Leigh Day, the legal firm representing the affected Nigerian community, pointed out that Shell did not dispute key elements, namely that the communities were severely polluted by Shell’s oil and that Shell had not yet carried out an adequate clean up of the pollution. Instead, Shell had argued that the Shell parent company ‘could not be legally responsible for the harm the communities had suffered and so the cases should not be heard in England.’
Daniel Leader, a partner at Leigh Day, said that there was now some ‘real hope’ that Shell will finally take action. However, he described the outcome as having broader consequences. ‘It represents a watershed moment in the accountability of multinational companies. Increasingly, impoverished communities are seeking to hold powerful corporate actors to account and this judgment will significantly increase their ability to do so.’
Among others to comment on the decision was the International Commission of Jurists which jointly intervened in the matter before the supreme court, along with the Corporate Responsibility Coalition UK (Core).

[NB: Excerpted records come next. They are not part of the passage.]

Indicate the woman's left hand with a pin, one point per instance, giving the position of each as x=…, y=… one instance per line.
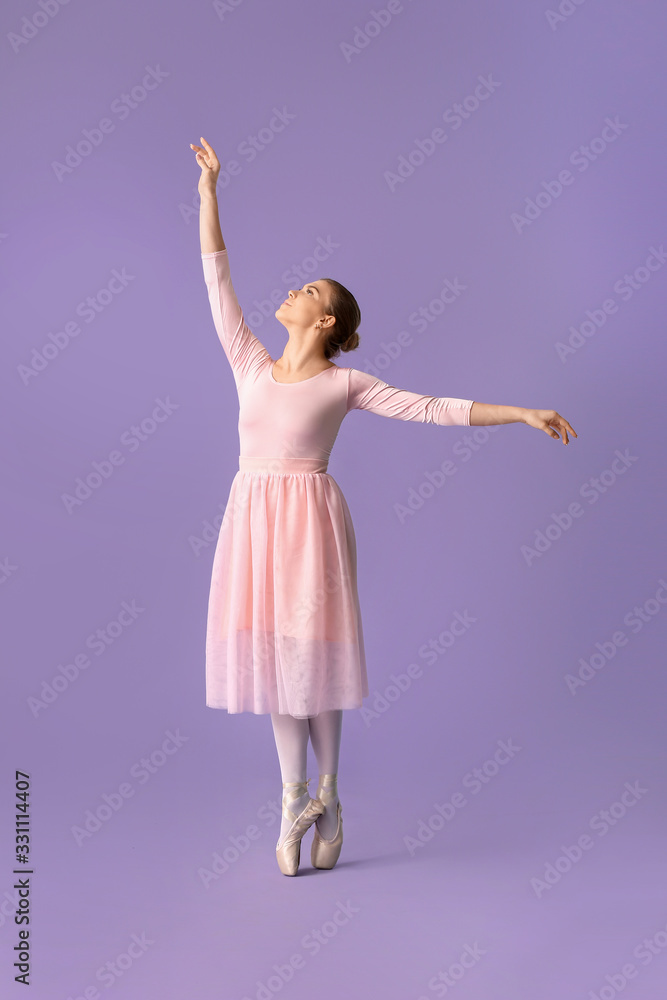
x=550, y=422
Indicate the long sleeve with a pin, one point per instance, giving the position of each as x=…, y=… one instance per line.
x=365, y=392
x=243, y=349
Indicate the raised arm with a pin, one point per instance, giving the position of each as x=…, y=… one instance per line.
x=243, y=349
x=365, y=392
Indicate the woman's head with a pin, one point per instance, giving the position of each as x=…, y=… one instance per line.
x=326, y=307
x=343, y=306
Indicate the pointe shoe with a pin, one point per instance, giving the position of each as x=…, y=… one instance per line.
x=325, y=853
x=288, y=851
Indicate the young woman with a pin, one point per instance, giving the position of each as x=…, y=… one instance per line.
x=284, y=634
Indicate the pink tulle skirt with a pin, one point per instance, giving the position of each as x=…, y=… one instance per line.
x=284, y=627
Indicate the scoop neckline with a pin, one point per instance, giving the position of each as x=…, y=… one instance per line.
x=299, y=381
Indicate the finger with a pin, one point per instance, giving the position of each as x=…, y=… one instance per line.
x=561, y=427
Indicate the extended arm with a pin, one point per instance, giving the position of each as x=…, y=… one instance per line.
x=550, y=421
x=365, y=392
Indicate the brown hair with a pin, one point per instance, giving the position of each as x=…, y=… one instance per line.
x=345, y=309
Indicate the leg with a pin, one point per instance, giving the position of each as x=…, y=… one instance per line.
x=325, y=735
x=291, y=737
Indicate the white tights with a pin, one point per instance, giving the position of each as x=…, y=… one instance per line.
x=292, y=735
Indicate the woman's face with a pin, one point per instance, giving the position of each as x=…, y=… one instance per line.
x=304, y=307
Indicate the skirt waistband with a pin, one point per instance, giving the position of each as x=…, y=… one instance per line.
x=282, y=465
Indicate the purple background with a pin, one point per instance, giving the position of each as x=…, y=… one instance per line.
x=131, y=203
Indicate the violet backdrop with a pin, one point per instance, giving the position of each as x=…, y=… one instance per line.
x=488, y=179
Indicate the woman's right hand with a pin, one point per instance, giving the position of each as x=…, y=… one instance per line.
x=210, y=167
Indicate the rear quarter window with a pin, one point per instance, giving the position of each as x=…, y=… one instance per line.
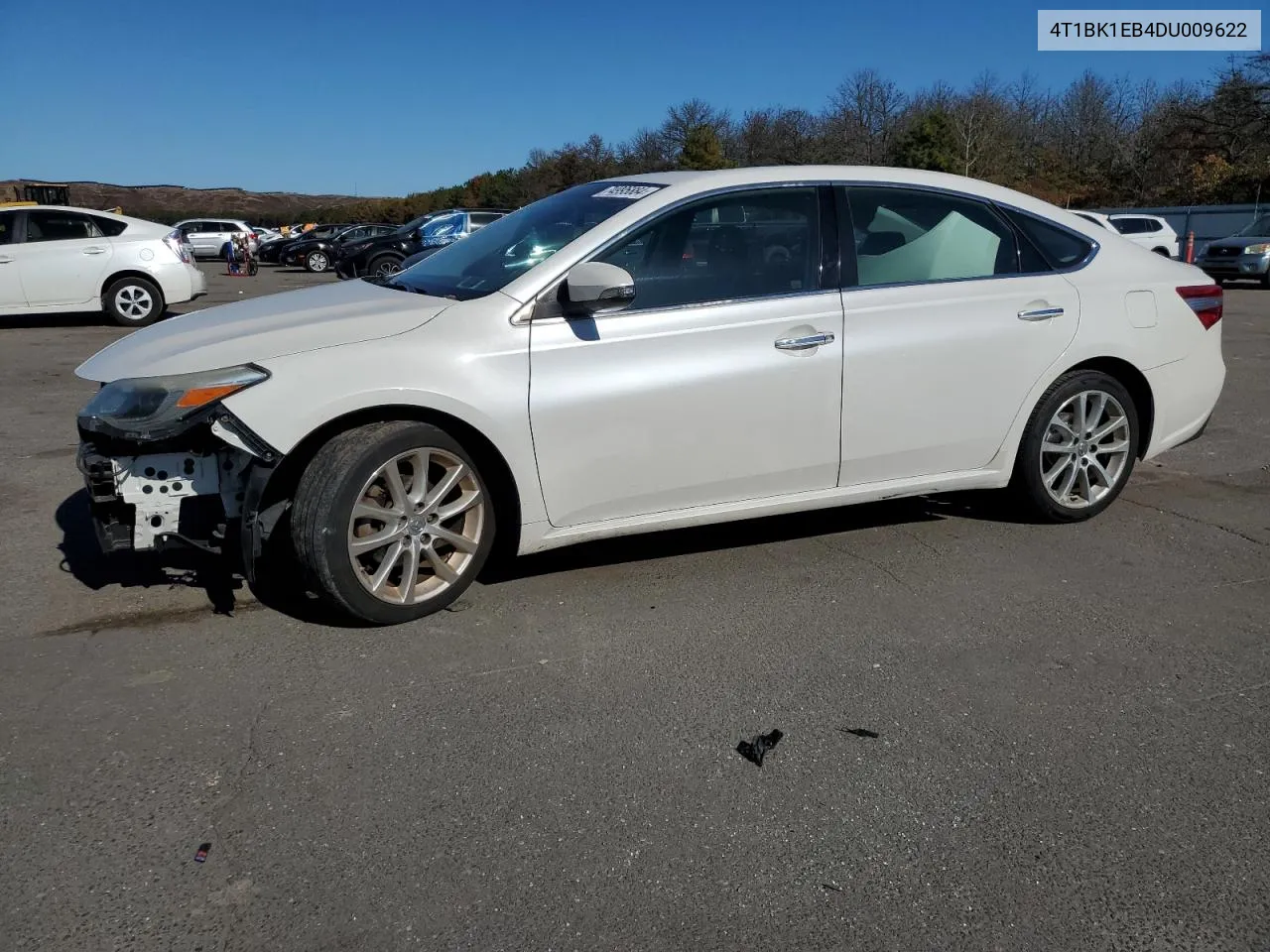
x=109, y=226
x=1058, y=246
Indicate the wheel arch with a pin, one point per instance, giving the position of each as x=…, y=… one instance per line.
x=1121, y=370
x=489, y=460
x=1135, y=382
x=128, y=273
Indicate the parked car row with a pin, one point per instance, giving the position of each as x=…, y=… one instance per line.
x=1151, y=231
x=354, y=250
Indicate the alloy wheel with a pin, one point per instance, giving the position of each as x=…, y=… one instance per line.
x=134, y=302
x=1084, y=451
x=417, y=526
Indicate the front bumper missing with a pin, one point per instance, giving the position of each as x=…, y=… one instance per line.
x=146, y=502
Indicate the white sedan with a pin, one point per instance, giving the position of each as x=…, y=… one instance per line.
x=56, y=259
x=661, y=350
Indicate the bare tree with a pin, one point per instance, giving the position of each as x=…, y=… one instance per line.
x=864, y=117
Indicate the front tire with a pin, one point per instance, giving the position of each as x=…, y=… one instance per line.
x=393, y=521
x=134, y=302
x=1079, y=448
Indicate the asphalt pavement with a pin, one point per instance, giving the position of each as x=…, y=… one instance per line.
x=996, y=735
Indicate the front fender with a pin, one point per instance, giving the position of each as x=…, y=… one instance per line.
x=474, y=367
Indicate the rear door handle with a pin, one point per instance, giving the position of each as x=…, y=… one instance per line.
x=1040, y=313
x=804, y=343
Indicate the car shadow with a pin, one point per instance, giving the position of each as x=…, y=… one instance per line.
x=282, y=585
x=46, y=318
x=985, y=506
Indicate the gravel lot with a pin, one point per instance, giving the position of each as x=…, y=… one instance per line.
x=1072, y=724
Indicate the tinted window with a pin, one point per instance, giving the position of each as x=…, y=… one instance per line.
x=109, y=226
x=912, y=235
x=740, y=245
x=59, y=226
x=1060, y=246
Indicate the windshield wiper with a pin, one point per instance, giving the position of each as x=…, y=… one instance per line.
x=399, y=286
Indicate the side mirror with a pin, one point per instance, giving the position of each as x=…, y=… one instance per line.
x=593, y=286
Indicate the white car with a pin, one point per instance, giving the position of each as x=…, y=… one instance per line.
x=55, y=259
x=1150, y=231
x=662, y=350
x=209, y=238
x=1097, y=218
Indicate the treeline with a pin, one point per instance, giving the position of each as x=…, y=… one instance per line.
x=1097, y=143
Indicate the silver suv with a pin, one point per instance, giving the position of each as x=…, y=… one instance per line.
x=211, y=236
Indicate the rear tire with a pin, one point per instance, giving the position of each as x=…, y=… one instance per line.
x=384, y=267
x=1079, y=448
x=134, y=302
x=437, y=532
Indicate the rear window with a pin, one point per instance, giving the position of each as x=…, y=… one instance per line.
x=109, y=226
x=1058, y=246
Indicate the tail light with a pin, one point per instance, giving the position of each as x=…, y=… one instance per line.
x=178, y=248
x=1206, y=301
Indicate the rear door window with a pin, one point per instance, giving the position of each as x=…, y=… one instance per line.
x=109, y=226
x=60, y=226
x=905, y=236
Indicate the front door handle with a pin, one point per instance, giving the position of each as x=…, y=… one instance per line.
x=804, y=343
x=1040, y=313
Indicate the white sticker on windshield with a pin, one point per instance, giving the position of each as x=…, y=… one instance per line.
x=626, y=191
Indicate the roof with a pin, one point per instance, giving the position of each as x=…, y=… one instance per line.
x=690, y=181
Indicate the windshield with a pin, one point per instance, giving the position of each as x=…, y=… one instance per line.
x=503, y=250
x=1260, y=227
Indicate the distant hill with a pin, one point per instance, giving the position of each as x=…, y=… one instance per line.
x=171, y=203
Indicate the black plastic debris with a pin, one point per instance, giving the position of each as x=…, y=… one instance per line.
x=754, y=751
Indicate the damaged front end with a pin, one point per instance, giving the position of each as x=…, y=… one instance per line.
x=167, y=465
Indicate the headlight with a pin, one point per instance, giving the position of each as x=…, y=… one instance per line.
x=154, y=408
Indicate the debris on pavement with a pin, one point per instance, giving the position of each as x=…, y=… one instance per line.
x=754, y=751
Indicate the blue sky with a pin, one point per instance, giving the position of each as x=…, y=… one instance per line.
x=399, y=96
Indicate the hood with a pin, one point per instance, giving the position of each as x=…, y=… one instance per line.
x=263, y=327
x=1238, y=241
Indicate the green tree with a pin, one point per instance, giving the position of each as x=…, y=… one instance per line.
x=929, y=143
x=702, y=150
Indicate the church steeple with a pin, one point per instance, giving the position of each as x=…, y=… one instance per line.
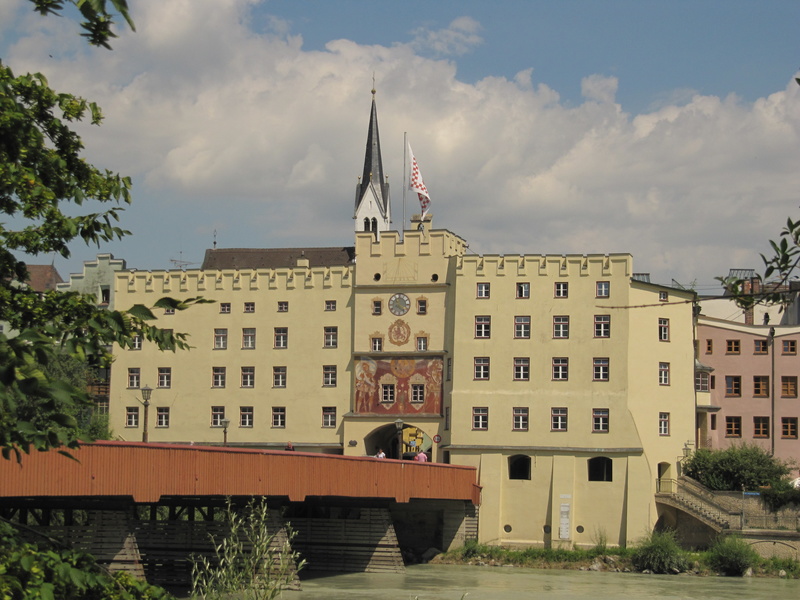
x=373, y=205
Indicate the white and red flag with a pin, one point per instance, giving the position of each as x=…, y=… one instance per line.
x=415, y=184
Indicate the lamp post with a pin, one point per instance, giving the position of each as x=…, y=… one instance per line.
x=225, y=423
x=399, y=425
x=146, y=393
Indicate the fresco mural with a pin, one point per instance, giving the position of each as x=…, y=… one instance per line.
x=398, y=386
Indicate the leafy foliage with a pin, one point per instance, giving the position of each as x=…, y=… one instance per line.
x=29, y=571
x=44, y=181
x=735, y=468
x=246, y=562
x=779, y=268
x=660, y=553
x=98, y=19
x=731, y=555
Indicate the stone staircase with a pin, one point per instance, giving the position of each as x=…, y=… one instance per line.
x=695, y=499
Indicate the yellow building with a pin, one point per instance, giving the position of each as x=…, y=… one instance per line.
x=567, y=381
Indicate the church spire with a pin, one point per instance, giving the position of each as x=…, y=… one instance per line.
x=373, y=206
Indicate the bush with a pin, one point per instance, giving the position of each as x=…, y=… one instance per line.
x=660, y=553
x=738, y=467
x=731, y=555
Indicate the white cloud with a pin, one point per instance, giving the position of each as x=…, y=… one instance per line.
x=244, y=132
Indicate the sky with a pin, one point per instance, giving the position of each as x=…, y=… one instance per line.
x=667, y=130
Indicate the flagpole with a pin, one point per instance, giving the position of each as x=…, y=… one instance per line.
x=405, y=182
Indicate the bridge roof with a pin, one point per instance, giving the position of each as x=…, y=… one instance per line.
x=146, y=472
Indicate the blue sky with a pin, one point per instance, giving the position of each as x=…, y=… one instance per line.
x=670, y=130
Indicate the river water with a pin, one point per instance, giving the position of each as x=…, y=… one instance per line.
x=446, y=582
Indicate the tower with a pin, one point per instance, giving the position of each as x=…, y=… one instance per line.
x=373, y=205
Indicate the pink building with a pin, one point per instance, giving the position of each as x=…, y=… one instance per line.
x=746, y=383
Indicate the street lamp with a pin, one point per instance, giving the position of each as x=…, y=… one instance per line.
x=399, y=425
x=146, y=393
x=225, y=423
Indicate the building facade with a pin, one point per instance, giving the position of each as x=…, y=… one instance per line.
x=567, y=382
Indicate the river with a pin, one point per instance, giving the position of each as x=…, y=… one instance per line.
x=445, y=582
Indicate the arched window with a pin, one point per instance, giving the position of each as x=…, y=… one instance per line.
x=519, y=467
x=600, y=468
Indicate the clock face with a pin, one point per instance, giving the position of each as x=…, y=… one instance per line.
x=399, y=304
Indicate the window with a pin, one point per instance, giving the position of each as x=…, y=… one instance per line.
x=220, y=339
x=278, y=417
x=560, y=369
x=483, y=327
x=600, y=369
x=761, y=386
x=600, y=420
x=387, y=393
x=789, y=427
x=701, y=381
x=249, y=338
x=602, y=326
x=218, y=377
x=789, y=386
x=561, y=327
x=663, y=330
x=733, y=386
x=248, y=376
x=520, y=418
x=134, y=378
x=482, y=367
x=331, y=337
x=132, y=416
x=164, y=377
x=217, y=414
x=519, y=467
x=480, y=417
x=522, y=369
x=522, y=327
x=558, y=419
x=733, y=426
x=600, y=468
x=278, y=376
x=663, y=373
x=761, y=427
x=329, y=375
x=417, y=393
x=663, y=423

They predicted that the decision would impact on similar matters in the future and said the message to multinationals like Shell was clear: ‘You have a duty of care and you will be held to account for human rights abuses and environmental damage caused by subsidiaries you control.’
Amnesty International’s global issues programme director, Mark Dummett, commented, ‘This … could spell the end of a long chapter of impunity for Shell, and for other multinationals who commit human rights abuses overseas. Until now, Shell has managed to avoid cleaning up or paying compensation by maintaining that it is not responsible for the actions of its Nigerian subsidiary – which it owns in full. [This ruling] has shaken the foundations of a business model based on shirking responsibility.’